Birisi casusluk filmlerini anımsatacak nitelikteydi bir dosyaydı. Koğuşumuzda Zaxo'lu bir Kürt vardı. Bir gece yarısı yatağıma gelip beni uyandırdı. "Kek oca kerema xwe lı vi kaxızi bınêre ka çı dıbêje? Lê daxweza mın ewe ku tu kesi ra behsa vi neki", (Ağebey, zahmet olmazsa şu evraka bakarmısın, acaba ne yazıyor? Yalnız senden ricam bundan kimseye bahsetme.)
İddianamede bu kişinin, Irak hesabına Türkiye aleyhinde casusluk yaptığı, PKK'ye silah temin ettiği, Türkiye topraklarını bölüp Kürt devleti kurmaya çalışanlara yataklık ettiği belirtiliyordu. O ise, bunların saçma sapan bir iftira olduğunu söylüyordu. Kendisine doğruyu söylediği takdirde, ona yardım edebileceğimi söyledim. Kısa bir tereddütten sonra bana, casusluk filmlerine konu olacak şeyler anlattı:
"Ben ortaokul öğrencisiyken küçük kardeşimle beraber Barzani'nin pêşmergesi olmuştuk.
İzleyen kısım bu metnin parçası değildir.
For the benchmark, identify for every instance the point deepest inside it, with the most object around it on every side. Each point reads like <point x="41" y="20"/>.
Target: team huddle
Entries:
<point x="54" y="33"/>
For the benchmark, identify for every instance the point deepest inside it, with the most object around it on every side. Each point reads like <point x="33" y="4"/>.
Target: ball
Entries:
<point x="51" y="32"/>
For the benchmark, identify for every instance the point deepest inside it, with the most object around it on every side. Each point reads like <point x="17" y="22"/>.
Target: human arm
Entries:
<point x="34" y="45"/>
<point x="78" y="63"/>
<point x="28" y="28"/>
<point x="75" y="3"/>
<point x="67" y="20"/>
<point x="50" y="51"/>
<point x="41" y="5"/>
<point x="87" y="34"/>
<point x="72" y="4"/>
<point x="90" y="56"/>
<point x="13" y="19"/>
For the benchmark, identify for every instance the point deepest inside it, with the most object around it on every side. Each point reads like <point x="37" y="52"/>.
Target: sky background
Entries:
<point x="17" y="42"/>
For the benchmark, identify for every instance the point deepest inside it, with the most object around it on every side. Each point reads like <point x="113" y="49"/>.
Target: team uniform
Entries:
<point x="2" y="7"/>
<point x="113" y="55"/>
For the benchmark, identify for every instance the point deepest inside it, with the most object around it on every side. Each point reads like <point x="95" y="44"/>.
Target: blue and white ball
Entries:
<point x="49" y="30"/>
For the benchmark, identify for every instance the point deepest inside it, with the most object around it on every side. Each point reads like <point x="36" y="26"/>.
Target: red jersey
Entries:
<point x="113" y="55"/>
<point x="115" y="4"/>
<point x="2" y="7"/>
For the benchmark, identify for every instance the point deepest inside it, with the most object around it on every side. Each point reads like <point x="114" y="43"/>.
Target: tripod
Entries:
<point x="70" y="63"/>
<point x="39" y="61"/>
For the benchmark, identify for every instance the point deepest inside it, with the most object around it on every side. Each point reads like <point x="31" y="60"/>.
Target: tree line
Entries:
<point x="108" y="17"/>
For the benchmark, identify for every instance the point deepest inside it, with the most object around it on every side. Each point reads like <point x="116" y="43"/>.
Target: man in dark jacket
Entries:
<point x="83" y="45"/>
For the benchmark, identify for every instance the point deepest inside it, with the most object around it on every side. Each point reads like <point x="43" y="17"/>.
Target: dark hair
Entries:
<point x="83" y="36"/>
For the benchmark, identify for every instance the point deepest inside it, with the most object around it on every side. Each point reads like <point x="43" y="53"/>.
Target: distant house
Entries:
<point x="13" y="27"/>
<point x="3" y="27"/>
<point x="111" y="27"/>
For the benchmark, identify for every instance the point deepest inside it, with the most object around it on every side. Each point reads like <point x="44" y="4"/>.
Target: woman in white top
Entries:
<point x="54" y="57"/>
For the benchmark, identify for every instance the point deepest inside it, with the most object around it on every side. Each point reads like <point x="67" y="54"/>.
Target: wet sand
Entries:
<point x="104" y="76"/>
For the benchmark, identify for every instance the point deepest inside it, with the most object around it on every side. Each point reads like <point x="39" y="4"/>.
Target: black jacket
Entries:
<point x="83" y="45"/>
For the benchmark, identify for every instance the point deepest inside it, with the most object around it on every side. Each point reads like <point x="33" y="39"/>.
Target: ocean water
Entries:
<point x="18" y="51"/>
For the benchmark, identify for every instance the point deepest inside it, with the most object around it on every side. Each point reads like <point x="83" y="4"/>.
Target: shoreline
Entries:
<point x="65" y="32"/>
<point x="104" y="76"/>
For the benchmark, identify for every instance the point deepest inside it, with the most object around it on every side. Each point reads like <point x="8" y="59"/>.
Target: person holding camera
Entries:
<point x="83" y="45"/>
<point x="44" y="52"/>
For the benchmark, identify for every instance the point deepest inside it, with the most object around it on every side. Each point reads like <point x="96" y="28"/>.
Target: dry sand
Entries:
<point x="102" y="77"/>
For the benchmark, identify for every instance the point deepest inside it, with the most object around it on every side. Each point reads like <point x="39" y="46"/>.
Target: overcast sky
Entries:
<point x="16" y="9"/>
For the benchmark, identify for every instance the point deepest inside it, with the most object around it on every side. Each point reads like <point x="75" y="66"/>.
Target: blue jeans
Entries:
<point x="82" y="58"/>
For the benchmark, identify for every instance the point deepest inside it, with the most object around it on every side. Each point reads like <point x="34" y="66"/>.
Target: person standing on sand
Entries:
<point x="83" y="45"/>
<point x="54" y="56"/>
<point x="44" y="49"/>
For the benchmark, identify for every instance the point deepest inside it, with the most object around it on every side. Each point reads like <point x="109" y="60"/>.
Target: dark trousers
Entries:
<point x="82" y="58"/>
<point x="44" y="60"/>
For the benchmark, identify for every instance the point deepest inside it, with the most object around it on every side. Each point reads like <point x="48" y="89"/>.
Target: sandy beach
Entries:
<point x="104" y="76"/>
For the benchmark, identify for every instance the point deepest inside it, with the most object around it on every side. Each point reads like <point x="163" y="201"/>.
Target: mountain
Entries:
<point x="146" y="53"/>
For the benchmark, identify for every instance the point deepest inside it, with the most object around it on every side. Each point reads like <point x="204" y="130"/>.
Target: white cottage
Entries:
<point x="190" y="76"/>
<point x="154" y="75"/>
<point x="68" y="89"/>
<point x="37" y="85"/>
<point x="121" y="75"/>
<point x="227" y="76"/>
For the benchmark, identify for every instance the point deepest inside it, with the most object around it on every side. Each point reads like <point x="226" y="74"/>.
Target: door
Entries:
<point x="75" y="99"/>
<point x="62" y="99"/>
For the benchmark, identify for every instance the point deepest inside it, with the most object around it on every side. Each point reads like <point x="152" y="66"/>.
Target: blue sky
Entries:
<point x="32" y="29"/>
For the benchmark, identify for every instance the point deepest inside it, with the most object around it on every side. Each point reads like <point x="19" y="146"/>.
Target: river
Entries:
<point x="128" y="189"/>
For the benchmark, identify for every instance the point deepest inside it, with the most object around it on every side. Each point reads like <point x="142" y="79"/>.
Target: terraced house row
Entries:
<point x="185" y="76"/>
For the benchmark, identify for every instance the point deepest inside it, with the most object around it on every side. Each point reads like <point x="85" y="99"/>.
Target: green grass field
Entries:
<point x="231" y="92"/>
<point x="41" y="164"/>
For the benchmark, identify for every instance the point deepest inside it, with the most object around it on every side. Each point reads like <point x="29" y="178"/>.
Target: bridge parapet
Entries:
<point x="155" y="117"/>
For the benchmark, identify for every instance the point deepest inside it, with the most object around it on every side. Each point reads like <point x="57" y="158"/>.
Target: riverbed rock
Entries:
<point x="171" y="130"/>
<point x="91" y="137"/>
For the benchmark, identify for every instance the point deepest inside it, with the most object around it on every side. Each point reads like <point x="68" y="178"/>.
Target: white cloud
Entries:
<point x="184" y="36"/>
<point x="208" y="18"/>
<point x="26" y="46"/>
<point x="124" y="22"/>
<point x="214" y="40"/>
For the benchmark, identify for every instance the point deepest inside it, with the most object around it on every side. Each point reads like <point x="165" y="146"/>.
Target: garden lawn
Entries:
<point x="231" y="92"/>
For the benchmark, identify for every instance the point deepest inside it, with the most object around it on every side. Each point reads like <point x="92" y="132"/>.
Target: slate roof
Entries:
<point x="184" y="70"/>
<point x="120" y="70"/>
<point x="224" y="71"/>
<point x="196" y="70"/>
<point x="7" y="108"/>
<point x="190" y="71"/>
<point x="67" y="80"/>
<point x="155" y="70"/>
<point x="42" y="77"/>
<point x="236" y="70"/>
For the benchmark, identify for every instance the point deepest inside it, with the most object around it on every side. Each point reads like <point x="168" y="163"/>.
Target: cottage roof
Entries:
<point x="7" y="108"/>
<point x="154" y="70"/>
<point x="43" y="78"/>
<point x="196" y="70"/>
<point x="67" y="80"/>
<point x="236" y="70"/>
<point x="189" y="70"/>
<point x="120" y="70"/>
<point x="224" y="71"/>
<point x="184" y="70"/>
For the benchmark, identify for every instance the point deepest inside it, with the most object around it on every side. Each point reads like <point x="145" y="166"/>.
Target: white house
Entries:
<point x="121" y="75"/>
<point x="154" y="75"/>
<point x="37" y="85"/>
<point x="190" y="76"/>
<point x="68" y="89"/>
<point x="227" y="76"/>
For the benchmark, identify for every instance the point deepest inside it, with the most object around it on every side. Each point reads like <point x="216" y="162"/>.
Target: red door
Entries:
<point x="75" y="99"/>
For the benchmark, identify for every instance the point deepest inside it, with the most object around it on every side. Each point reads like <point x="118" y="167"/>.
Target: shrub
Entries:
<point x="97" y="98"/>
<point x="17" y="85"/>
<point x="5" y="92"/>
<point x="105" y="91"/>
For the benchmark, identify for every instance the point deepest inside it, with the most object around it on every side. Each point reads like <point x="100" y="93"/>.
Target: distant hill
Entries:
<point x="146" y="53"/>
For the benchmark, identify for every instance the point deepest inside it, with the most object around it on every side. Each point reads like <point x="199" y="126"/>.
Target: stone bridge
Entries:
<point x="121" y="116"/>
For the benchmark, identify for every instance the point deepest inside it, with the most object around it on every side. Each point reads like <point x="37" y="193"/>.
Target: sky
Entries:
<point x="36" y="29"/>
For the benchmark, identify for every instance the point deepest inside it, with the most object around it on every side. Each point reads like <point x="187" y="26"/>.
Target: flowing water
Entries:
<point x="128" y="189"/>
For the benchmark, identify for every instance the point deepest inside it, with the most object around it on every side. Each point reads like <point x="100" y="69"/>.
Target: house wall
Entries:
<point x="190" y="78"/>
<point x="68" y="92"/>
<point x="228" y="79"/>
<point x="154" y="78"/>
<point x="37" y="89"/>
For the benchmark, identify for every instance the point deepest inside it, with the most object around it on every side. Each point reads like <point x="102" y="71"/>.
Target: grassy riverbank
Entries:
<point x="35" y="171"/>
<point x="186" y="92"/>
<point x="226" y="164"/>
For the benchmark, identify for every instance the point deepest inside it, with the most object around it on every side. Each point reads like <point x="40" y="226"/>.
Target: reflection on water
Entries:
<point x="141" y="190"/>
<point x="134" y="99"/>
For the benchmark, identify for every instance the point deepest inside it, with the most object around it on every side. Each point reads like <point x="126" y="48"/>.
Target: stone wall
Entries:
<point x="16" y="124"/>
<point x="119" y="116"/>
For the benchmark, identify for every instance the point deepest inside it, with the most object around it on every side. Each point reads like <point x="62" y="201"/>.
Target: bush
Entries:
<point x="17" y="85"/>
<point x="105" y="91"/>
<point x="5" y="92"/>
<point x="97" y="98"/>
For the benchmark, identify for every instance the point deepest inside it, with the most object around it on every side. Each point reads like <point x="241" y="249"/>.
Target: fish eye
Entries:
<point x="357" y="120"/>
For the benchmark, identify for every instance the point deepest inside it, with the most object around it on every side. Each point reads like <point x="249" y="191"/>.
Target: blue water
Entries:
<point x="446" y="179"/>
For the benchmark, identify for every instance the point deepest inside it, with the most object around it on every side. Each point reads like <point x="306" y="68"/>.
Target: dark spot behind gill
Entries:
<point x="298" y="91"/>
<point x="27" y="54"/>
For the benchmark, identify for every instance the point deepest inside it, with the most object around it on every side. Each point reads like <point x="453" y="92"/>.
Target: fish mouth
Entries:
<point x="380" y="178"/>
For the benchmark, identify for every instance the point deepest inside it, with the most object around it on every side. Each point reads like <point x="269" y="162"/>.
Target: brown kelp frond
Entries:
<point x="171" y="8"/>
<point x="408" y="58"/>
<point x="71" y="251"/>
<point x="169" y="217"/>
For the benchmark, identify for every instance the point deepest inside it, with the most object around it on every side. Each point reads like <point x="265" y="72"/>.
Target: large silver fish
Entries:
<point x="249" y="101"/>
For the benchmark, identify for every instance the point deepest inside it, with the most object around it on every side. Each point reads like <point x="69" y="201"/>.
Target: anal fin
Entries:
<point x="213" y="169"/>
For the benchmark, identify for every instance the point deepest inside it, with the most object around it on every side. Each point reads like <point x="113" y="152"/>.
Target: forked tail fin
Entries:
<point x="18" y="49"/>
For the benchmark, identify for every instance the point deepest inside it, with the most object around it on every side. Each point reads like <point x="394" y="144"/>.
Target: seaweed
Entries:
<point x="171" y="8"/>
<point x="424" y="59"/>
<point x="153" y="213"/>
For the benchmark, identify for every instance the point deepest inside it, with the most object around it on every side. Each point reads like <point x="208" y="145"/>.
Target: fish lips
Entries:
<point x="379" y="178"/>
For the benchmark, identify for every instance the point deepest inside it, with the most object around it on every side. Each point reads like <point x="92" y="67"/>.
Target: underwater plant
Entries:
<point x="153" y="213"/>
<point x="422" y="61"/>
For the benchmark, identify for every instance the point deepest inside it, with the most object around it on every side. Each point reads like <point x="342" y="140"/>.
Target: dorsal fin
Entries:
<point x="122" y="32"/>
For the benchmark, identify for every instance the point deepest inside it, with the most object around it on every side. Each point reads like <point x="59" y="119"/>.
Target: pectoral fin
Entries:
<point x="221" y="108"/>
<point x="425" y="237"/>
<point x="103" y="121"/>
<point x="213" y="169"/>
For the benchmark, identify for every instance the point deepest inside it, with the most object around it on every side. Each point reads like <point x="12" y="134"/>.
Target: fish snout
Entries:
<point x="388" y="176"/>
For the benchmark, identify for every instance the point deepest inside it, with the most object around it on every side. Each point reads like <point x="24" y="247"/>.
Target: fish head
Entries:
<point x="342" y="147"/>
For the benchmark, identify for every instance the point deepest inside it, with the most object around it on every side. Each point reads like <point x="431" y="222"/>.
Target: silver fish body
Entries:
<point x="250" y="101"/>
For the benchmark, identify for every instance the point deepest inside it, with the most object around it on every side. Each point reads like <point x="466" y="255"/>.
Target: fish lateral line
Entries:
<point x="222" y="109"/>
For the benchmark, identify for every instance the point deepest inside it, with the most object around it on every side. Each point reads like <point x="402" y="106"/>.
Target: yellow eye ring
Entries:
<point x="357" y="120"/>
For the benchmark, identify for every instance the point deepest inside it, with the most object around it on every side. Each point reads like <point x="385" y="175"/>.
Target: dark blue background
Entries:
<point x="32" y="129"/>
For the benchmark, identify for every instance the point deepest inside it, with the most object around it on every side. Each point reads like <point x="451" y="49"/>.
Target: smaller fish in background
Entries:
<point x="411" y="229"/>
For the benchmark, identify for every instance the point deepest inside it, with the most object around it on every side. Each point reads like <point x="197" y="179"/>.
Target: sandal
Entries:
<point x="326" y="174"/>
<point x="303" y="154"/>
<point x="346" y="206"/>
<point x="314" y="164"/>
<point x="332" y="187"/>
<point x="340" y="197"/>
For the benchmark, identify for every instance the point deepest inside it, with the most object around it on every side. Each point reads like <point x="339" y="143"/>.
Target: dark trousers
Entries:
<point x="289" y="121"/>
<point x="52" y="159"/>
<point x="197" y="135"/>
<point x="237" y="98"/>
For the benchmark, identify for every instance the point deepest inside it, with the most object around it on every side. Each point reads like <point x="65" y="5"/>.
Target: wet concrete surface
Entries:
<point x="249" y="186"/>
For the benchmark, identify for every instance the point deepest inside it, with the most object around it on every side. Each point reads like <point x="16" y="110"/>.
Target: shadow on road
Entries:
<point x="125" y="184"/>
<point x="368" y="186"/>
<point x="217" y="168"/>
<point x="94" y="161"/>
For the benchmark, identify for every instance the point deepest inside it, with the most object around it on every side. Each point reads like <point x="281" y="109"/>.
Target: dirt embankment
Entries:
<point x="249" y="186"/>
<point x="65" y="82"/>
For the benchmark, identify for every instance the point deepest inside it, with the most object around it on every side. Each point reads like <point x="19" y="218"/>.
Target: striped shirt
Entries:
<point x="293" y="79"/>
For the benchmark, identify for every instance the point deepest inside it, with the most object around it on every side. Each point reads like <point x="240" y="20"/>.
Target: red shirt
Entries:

Savaş durunca şehre geri döndük. Çok sonra Muhabarat  (Irak gizli servisi) bizi yakalayıp hapse attı. Ben, kardeşimi her şeyde çok severim. Onlara yalvardım, beni tutun kardeşimi ama bırakın. Yok dediler. Daha sonra bir gün beni çağırdılar. 'Dediğimizi yaparsan kardeşini bırakırız. Türkiye'de Adana şehrinde oturan Ahmet Caro isminde bir adam var, onu öldürürsen bizde senin kardeşini serbest bırakırız' dediler. Ben kabul ettim. Bana bir pasaport, para ve birazda silah verdiler. Beni sınırda bir adama teslim ettiler. Biz silahların bir kısmını Kızıltepe'de, bir miktarını da Ceyhan'da toprağa gömdük. Beni teslim ettikleri adamla, Adana da bir kahveye gittik. Biraz biraz sonra içeriye bir adam girdi. Beni götüren 'işte Ahmet Caro bu' dedi. Gittim onun yanındaki bir masaya oturdum. Ahmet Caro'nun masası insan doluydu. O konuşuyor herkes dinliyordu. Aman ağabey ne güzel bir Kürtçeyle konuşuyordu anlatamam. Çok akıllı ve bilgili bir adam olduğunu hemen anladım. Kürt tarihinden, Molla Mustafa Barzani'den konuştu. Onunla ilgili çok güzel şeyler anlatı. Ben o zaman düşünmeye başladım. O namussuz muhabaratın, bana yurtsever Kürt'ü öldürtmek istediğini anladım ve onu öldürmekten vazgeçtim. Yanına gidip elini öptüm ve her şeyi ona anlattım. Önce inanmadı ve sonra beni alıp evine götürdü.
'Demek sen bu işi kardeşini kurtarmak için yapıyorsun öyle mi?' dedi. Ben 'Evet.' Deyince, bana yardım edeceğini söyledi. Çok sevindim. Evine gittik, birkaç yere telefon etti. Sonra otobüsüne binip Ankara'ya gittik. Beni bir askeri paşanın yanına götürdü. Durumumu ona anlattı. Bu sefer bu paşa, 'bizim dediklerimizi yaparsan söz senin kardeşini kurtaracağım.' Dedi. Ben ona da 'peki.' Dedim. Verilecek emri beklemek için Adana'ya geri döndük. Kızıltepe'ye beni sınırdan alan adamın gittim. Bir gece baskını oldu beni alıp buraya getirdiler."

İnanılır gibi değildi, kardeşini kurtarmak için hem Irak hem de Türk yetkililerinin ajanlık teklifi kabul etmişti. Adama, "Vallahi kusura bakma ama ben bu konuda sana hiçbir akıl veremem. Çünkü anlattığın şeyler karmakarışık. Benim aklım bu işe ermezsen ne yapacağına kendin karar ver. Ama sana söz veriyorum, bundan hiç kimseye bahsetmeyeceğim." Diyerek yatağına yolladım. Daha sonra o koğuştan ayrıldığım için adamın sonu ne oldu bilmiyorum.